Certains projets font l’objet de poursuites judiciaires menées par des citoyens autochtones qui se voient dépossédés de leur territoire
Eko Atlantic, une version africaine de Dubaï établie sur les territoires côtiers du Nigeria, Neom, une ville « durable » en Arabie saoudite, et Songdo, une ville high tech de Corée du Sud, sont du nombre de ces cités ultramodernes qu’étudie le New Cities Lab. Selon l’ONU, 68 % de la population mondiale vivra en ville d’ici 2050 et ce boom urbain se produira surtout en Afrique et en Asie, des continents qui captivent particulièrement l’intérêt du New Cities Lab.
« Il s’agit de villes conçues pour les élites, souvent financées par des pétro-États et même par l’ONU, dans certains cas », indique Sarah Moser, qui s’intéresse tout particulièrement à la gouvernance de ces villes flambant neuves nées sur les tables à dessin de promoteurs immobiliers qui savent allécher les investisseurs choisissant l’immobilier pour « garer » leur argent. « Ces villes ne sont pas pensées comme des banlieues, mais plutôt comme des villes indépendantes gérées par des maires, avec leurs propres noms et marques de commerce. »
Sarah Moser nous invite à contempler la photo promotionnelle d’appartements en copropriété d’un développement créé pour plaire à des citoyens chinois. « On montre des investisseurs chinois en visite pour des petites vacances et peut-être [pour] acheter un peu d’immobilier », résume la chercheuse, qui évoque aussi les nombreux écueils associés à ces projets.

« Certains projets font l’objet de poursuites judiciaires menées par des citoyens autochtones qui se voient dépossédés de leur territoire. Il y a aussi les piètres conditions des travailleurs, qui, dans bien des cas, sont logés dans des conteneurs maritimes. Sans parler des villes construites sur des océans, qui détruisent les coraux, les mangroves », souligne Sarah Moser, qui concède que l’affluence de richesse à l’échelle mondiale et l’engouement pour les investissements immobiliers sont de puissants moteurs dans l’émergence des villes nouvelles.
Acheter son avenir sur plan
Le rôle dominant du secteur privé dans le développement des villes nouvelles est un aspect crucial à considérer, pour le New Cities Lab, composé d’une équipe de chercheurs en géographie de l’Université McGill.

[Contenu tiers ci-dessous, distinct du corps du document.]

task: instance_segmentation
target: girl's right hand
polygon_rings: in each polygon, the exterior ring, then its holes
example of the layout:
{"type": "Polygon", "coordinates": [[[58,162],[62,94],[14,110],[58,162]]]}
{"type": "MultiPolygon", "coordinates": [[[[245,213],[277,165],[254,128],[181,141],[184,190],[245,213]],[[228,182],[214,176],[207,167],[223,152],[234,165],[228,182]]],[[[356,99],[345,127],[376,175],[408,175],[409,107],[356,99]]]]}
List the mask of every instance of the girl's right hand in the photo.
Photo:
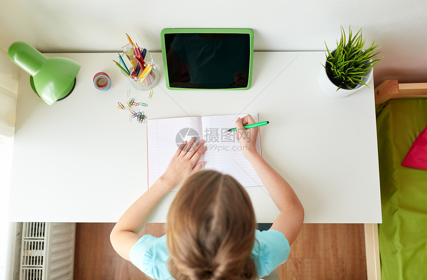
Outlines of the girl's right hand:
{"type": "Polygon", "coordinates": [[[254,156],[259,155],[256,145],[260,128],[256,127],[245,129],[243,126],[255,123],[255,120],[250,114],[243,118],[238,117],[236,120],[236,128],[237,129],[236,130],[236,137],[240,144],[243,156],[248,160],[254,156]]]}

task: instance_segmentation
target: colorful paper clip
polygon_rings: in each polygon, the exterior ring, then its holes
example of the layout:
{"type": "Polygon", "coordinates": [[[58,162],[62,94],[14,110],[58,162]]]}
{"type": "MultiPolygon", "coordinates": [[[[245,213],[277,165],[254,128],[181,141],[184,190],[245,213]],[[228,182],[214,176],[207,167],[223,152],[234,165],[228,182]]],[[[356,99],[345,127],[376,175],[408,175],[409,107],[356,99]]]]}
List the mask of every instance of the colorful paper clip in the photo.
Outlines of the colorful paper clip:
{"type": "Polygon", "coordinates": [[[118,108],[118,109],[122,109],[122,110],[125,110],[125,106],[124,106],[124,105],[123,105],[123,104],[122,104],[122,103],[121,103],[119,102],[119,103],[117,103],[117,104],[119,105],[119,106],[117,106],[117,108],[118,108]]]}
{"type": "Polygon", "coordinates": [[[132,117],[137,117],[137,116],[140,115],[141,115],[141,112],[138,112],[134,114],[134,115],[132,116],[132,117]]]}
{"type": "Polygon", "coordinates": [[[141,111],[141,110],[134,106],[131,106],[131,108],[133,109],[134,111],[137,112],[140,112],[141,111]]]}

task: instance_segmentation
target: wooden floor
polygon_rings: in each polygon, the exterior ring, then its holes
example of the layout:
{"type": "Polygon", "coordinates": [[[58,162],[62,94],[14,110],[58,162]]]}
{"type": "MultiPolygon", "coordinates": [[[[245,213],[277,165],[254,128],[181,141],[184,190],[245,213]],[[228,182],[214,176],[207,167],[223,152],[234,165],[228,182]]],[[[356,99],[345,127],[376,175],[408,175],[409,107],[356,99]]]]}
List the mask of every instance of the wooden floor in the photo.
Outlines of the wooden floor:
{"type": "MultiPolygon", "coordinates": [[[[148,280],[122,259],[110,243],[114,224],[77,224],[74,279],[148,280]]],[[[141,235],[160,236],[164,224],[149,224],[141,235]]],[[[363,225],[304,224],[279,269],[282,280],[364,280],[367,279],[363,225]]]]}

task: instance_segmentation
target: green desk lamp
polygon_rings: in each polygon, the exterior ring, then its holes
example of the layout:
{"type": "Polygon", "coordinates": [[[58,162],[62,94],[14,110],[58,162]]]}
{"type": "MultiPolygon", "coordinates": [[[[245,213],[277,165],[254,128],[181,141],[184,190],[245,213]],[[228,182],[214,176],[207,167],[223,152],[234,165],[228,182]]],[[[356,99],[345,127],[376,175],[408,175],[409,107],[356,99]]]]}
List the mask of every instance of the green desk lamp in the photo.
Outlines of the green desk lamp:
{"type": "Polygon", "coordinates": [[[66,57],[47,57],[23,42],[15,42],[7,53],[12,61],[30,74],[31,88],[52,105],[72,91],[80,64],[66,57]]]}

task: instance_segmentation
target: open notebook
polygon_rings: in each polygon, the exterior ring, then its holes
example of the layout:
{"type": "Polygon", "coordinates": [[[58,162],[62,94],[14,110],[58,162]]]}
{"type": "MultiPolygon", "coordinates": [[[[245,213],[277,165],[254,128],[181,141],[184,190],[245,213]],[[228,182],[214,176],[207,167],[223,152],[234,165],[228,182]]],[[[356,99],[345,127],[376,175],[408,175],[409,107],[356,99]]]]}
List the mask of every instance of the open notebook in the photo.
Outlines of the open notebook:
{"type": "MultiPolygon", "coordinates": [[[[244,187],[262,186],[253,168],[243,157],[235,132],[227,131],[235,127],[237,117],[247,114],[147,120],[148,187],[163,173],[181,144],[192,137],[196,138],[196,143],[203,139],[208,147],[199,160],[205,162],[205,169],[230,175],[244,187]]],[[[258,114],[250,114],[256,122],[259,121],[258,114]]],[[[261,155],[260,135],[256,147],[261,155]]]]}

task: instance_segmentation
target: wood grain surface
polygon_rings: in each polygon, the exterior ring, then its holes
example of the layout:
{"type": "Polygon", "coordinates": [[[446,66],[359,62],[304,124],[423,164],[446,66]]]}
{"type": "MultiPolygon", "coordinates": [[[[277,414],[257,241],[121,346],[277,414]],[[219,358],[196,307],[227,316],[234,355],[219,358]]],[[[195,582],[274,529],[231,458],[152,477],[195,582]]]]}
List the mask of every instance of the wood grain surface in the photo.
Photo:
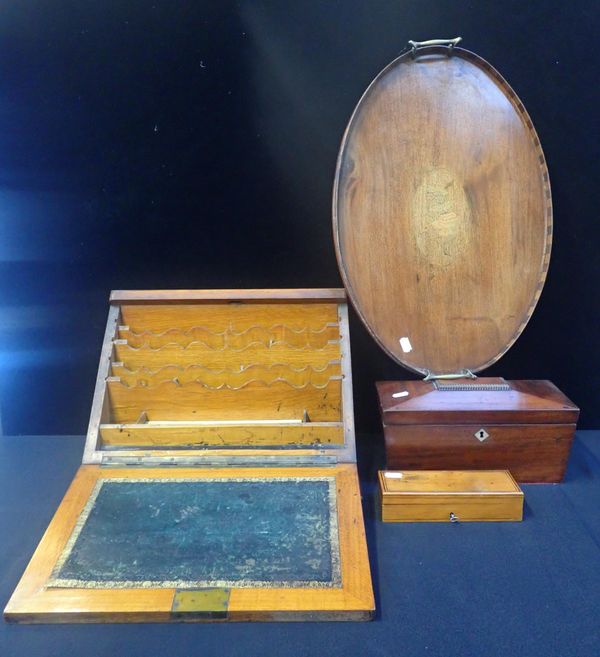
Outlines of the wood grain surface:
{"type": "MultiPolygon", "coordinates": [[[[139,468],[82,466],[58,508],[4,616],[13,622],[203,620],[172,612],[175,589],[47,588],[46,582],[101,478],[336,478],[342,586],[330,589],[231,589],[227,620],[367,620],[374,610],[369,560],[354,465],[319,468],[139,468]]],[[[206,620],[206,618],[204,619],[206,620]]]]}
{"type": "Polygon", "coordinates": [[[380,471],[383,522],[523,519],[523,492],[507,470],[380,471]]]}
{"type": "Polygon", "coordinates": [[[561,481],[579,409],[550,381],[508,384],[449,392],[426,381],[378,383],[387,466],[506,469],[519,482],[561,481]],[[393,397],[401,391],[408,395],[393,397]],[[488,435],[479,440],[482,429],[488,435]]]}
{"type": "Polygon", "coordinates": [[[479,371],[523,331],[550,258],[552,204],[531,120],[476,55],[424,48],[360,100],[335,178],[349,296],[408,369],[479,371]]]}

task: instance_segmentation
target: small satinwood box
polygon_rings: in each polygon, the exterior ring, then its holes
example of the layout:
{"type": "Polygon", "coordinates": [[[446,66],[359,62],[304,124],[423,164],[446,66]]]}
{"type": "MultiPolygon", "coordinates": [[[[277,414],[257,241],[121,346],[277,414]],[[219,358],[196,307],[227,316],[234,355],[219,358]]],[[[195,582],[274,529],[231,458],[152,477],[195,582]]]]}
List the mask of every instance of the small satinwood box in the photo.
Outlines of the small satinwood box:
{"type": "Polygon", "coordinates": [[[523,491],[508,470],[380,470],[383,522],[523,519],[523,491]]]}
{"type": "Polygon", "coordinates": [[[83,464],[5,618],[370,619],[347,317],[338,289],[113,292],[83,464]]]}

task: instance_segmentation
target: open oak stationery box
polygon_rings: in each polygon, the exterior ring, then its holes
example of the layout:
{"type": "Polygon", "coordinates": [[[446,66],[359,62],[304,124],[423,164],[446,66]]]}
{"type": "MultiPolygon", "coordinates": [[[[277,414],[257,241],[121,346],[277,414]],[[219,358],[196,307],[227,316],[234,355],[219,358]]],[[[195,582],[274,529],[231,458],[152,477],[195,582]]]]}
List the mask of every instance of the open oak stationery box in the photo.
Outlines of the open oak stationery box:
{"type": "Polygon", "coordinates": [[[343,290],[113,292],[20,622],[366,620],[343,290]]]}
{"type": "Polygon", "coordinates": [[[363,323],[421,381],[378,384],[387,465],[563,477],[578,408],[548,381],[478,379],[546,279],[552,199],[522,102],[460,38],[409,42],[338,158],[338,264],[363,323]]]}

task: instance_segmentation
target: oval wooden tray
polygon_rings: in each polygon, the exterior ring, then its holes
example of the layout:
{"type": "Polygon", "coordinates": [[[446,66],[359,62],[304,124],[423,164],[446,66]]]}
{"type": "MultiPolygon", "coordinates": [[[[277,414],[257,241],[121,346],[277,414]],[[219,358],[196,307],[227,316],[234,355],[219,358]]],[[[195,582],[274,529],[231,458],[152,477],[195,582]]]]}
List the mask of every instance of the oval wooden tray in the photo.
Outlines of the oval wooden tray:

« Ces villes sont créées pour générer du profit et ne sont pas toujours soutenues par des politiques publiques ou gouvernementales. Pendant que l’on construit des nouvelles villes, des fonds ne sont pas investis pour améliorer les villes existantes », explique Laurence Côté-Roy, dont les recherches doctorales se penchent sur les villes nouvelles du Maroc.

Les villes flottantes construites en eaux internationales (pour éviter de payer des taxes) et les tensions entre riches habitants de villes fermées et résidents des bidonvilles environnants sont des aspects sur lesquels se penche ce groupe de recherche. Si leurs promesses de verdure, d’infrastructures à la fine pointe et d’hyperconnectivité séduisent les riches, ces villes sont loin d’être des eldorados.

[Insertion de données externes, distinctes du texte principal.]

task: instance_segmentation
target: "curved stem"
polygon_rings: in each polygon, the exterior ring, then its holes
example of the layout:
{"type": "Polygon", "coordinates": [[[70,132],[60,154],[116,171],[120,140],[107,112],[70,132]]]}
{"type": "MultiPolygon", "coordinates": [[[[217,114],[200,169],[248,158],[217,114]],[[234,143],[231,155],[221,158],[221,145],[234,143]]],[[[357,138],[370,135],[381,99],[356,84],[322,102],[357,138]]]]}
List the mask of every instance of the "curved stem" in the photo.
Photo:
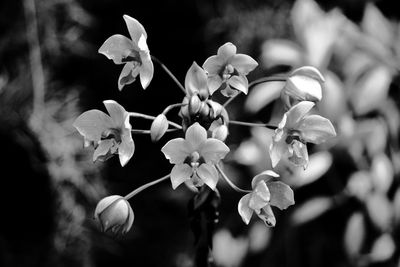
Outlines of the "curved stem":
{"type": "Polygon", "coordinates": [[[156,58],[155,56],[151,56],[151,59],[155,62],[157,62],[161,68],[163,68],[163,70],[169,75],[169,77],[171,77],[171,79],[178,85],[178,87],[182,90],[182,92],[186,95],[186,90],[185,87],[183,87],[183,85],[178,81],[178,79],[175,77],[174,74],[172,74],[172,72],[167,68],[167,66],[165,66],[158,58],[156,58]]]}
{"type": "MultiPolygon", "coordinates": [[[[167,132],[175,132],[178,131],[180,129],[167,129],[167,132]]],[[[150,130],[140,130],[140,129],[132,129],[131,133],[133,134],[150,134],[150,130]]]]}
{"type": "Polygon", "coordinates": [[[164,115],[167,115],[167,113],[170,112],[171,109],[173,109],[173,108],[180,108],[180,107],[183,107],[183,106],[186,106],[186,105],[187,105],[187,104],[183,104],[183,103],[176,103],[176,104],[169,105],[168,107],[166,107],[166,108],[164,109],[163,114],[164,114],[164,115]]]}
{"type": "MultiPolygon", "coordinates": [[[[129,112],[129,116],[131,117],[137,117],[137,118],[143,118],[146,120],[152,120],[154,121],[156,117],[151,116],[151,115],[146,115],[143,113],[138,113],[138,112],[129,112]]],[[[182,129],[182,126],[180,126],[179,124],[172,122],[172,121],[168,121],[168,124],[171,126],[174,126],[176,129],[182,129]]]]}
{"type": "MultiPolygon", "coordinates": [[[[260,83],[265,83],[265,82],[286,82],[286,79],[287,79],[287,77],[285,77],[285,76],[263,77],[263,78],[260,78],[260,79],[255,80],[255,81],[252,81],[252,82],[249,84],[249,89],[251,89],[252,87],[254,87],[254,86],[256,86],[257,84],[260,84],[260,83]]],[[[229,98],[229,99],[223,104],[223,106],[226,107],[229,103],[231,103],[231,102],[232,102],[236,97],[238,97],[239,95],[240,95],[240,93],[237,94],[237,95],[235,95],[235,96],[233,96],[233,97],[231,97],[231,98],[229,98]]]]}
{"type": "Polygon", "coordinates": [[[267,123],[252,123],[252,122],[244,122],[244,121],[229,121],[229,124],[235,125],[243,125],[243,126],[256,126],[256,127],[266,127],[268,129],[275,130],[278,126],[267,124],[267,123]]]}
{"type": "Polygon", "coordinates": [[[218,166],[218,164],[216,164],[215,167],[217,168],[218,172],[221,174],[222,178],[224,178],[224,180],[229,184],[230,187],[232,187],[233,190],[235,190],[236,192],[245,193],[245,194],[251,192],[249,190],[244,190],[244,189],[237,187],[231,180],[229,180],[228,176],[226,176],[226,174],[221,169],[221,167],[218,166]]]}
{"type": "Polygon", "coordinates": [[[155,181],[152,181],[152,182],[150,182],[150,183],[144,184],[144,185],[142,185],[141,187],[136,188],[135,190],[133,190],[132,192],[130,192],[129,194],[127,194],[126,196],[124,196],[124,198],[125,198],[126,200],[128,200],[128,199],[130,199],[131,197],[133,197],[133,196],[139,194],[139,193],[142,192],[143,190],[149,188],[150,186],[156,185],[156,184],[158,184],[158,183],[161,183],[161,182],[164,181],[164,180],[167,180],[170,176],[171,176],[171,174],[167,174],[167,175],[165,175],[165,176],[163,176],[163,177],[161,177],[161,178],[159,178],[159,179],[157,179],[157,180],[155,180],[155,181]]]}

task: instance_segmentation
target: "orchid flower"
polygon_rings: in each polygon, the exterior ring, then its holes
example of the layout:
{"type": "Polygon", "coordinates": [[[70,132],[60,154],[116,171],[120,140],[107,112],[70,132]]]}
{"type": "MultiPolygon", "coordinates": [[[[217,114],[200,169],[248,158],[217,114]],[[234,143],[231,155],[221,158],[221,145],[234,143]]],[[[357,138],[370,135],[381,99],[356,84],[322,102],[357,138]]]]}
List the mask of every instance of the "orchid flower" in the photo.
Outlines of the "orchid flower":
{"type": "Polygon", "coordinates": [[[307,143],[321,144],[336,136],[332,123],[319,115],[308,115],[315,103],[302,101],[284,115],[270,146],[272,167],[283,157],[304,169],[308,165],[307,143]]]}
{"type": "Polygon", "coordinates": [[[206,184],[214,190],[219,177],[215,164],[229,148],[218,139],[207,138],[207,131],[196,122],[186,130],[185,139],[170,140],[161,151],[175,164],[171,171],[173,189],[185,182],[189,187],[206,184]]]}
{"type": "Polygon", "coordinates": [[[118,89],[131,84],[140,75],[143,89],[149,86],[153,78],[154,66],[147,46],[147,33],[136,19],[124,15],[131,39],[115,34],[109,37],[99,48],[99,53],[105,55],[115,64],[125,64],[118,79],[118,89]]]}
{"type": "Polygon", "coordinates": [[[135,151],[129,113],[113,100],[103,103],[110,116],[92,109],[82,113],[73,125],[84,137],[85,146],[94,144],[93,161],[107,160],[118,154],[121,165],[125,166],[135,151]]]}
{"type": "Polygon", "coordinates": [[[271,206],[283,210],[294,204],[293,190],[273,178],[279,175],[271,170],[256,175],[251,183],[252,191],[244,195],[238,204],[238,212],[245,224],[249,224],[255,212],[267,226],[275,226],[276,219],[271,206]]]}
{"type": "Polygon", "coordinates": [[[247,94],[249,82],[246,75],[257,66],[258,63],[252,57],[236,54],[236,46],[232,43],[222,45],[217,55],[209,57],[203,64],[208,74],[210,93],[221,89],[221,93],[229,97],[238,91],[247,94]]]}

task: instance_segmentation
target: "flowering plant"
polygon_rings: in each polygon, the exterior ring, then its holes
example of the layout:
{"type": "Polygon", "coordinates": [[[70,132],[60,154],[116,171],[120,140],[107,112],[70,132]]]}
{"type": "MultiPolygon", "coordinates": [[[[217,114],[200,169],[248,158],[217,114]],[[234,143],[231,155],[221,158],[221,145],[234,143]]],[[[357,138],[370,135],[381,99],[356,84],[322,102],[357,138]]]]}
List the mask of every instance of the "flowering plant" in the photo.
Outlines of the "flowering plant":
{"type": "MultiPolygon", "coordinates": [[[[123,18],[131,39],[113,35],[99,49],[99,53],[112,59],[115,64],[125,64],[118,79],[118,88],[121,90],[134,83],[138,75],[143,89],[151,87],[155,62],[184,93],[183,101],[168,105],[161,114],[151,116],[128,112],[117,102],[108,100],[104,104],[109,115],[99,110],[89,110],[75,120],[74,126],[84,137],[86,145],[94,145],[94,161],[107,160],[117,154],[122,166],[128,163],[135,150],[132,134],[150,134],[154,142],[162,140],[168,132],[179,131],[182,137],[169,140],[161,149],[166,159],[174,164],[170,173],[124,197],[109,196],[99,202],[95,219],[102,229],[118,233],[129,231],[134,216],[128,200],[167,179],[170,179],[173,189],[185,184],[193,191],[192,212],[195,214],[202,214],[204,209],[201,207],[204,206],[217,210],[218,201],[214,200],[220,197],[217,186],[219,180],[223,179],[233,190],[244,194],[238,203],[238,215],[246,224],[249,224],[255,212],[267,226],[275,226],[276,219],[271,206],[286,209],[293,205],[293,191],[284,182],[278,181],[279,175],[272,170],[256,175],[251,191],[236,186],[225,172],[223,162],[233,149],[227,142],[231,131],[229,128],[230,125],[239,125],[275,130],[274,136],[265,136],[272,141],[269,150],[268,147],[263,148],[270,155],[272,167],[281,160],[289,160],[306,169],[309,160],[307,142],[319,144],[336,135],[328,119],[308,114],[314,102],[322,99],[322,74],[314,67],[306,66],[294,70],[290,75],[261,77],[249,83],[246,76],[258,66],[257,61],[249,55],[237,53],[236,46],[228,42],[221,45],[216,55],[206,59],[203,67],[193,62],[183,86],[159,59],[150,55],[143,25],[130,16],[124,15],[123,18]],[[269,82],[279,82],[284,88],[281,103],[284,112],[280,114],[282,119],[279,125],[230,118],[227,108],[234,99],[241,93],[247,94],[256,85],[269,82]],[[218,97],[215,96],[218,93],[227,100],[222,103],[217,101],[218,97]],[[181,123],[167,118],[175,108],[179,108],[181,123]],[[131,117],[152,120],[150,130],[133,129],[129,121],[131,117]]],[[[218,217],[218,213],[215,212],[213,216],[218,217]]],[[[203,217],[210,221],[208,213],[203,217]]],[[[206,227],[211,226],[207,223],[206,227]]],[[[197,238],[197,242],[200,240],[204,239],[197,238]]],[[[209,240],[206,244],[210,246],[209,240]]]]}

« Pour avoir des jardins si luxuriants au beau milieu du Quatar, on peut facilement imaginer la somme d’énergie requise », lâche Sarah Moser, qui remet aussi en doute le côté écologique d’un complexe d’appartements de luxe établi en plein désert, ou chaque étage a sa piscine.
Cela étant, si les logements trouvent facilement preneurs, les taux d’occupation des villes modernes sont souvent très bas. « Un porte-parole de Forest City — une ville exclusive en Malaisie — m’a confié qu’on anticipe un taux d’occupation moyen de 30 % », indique Sarah Moser, qui ajoute qu’Airbnb est un joueur important dans l’écosystème de ces cités d’or.
L’adaptation aux changements climatiques — 35 % de ces nouvelles villes sont construites sur des terres dérobées artificiellement à l’océan —, les possibles conflits culturels, les conséquences des migrations, l’effet d’un tel développement urbain sur la sécurité alimentaire des pays, les politiques et le financement de ces villes font partie des enjeux sur lesquels entend se pencher le New Cities Lab au cours des prochaines années. « Comment ces villes seront-elles gérées ? se demande Mme Moser. Est-ce que l’intérêt public sera servi ? Ce sont aussi des choses qui nous intéressent. »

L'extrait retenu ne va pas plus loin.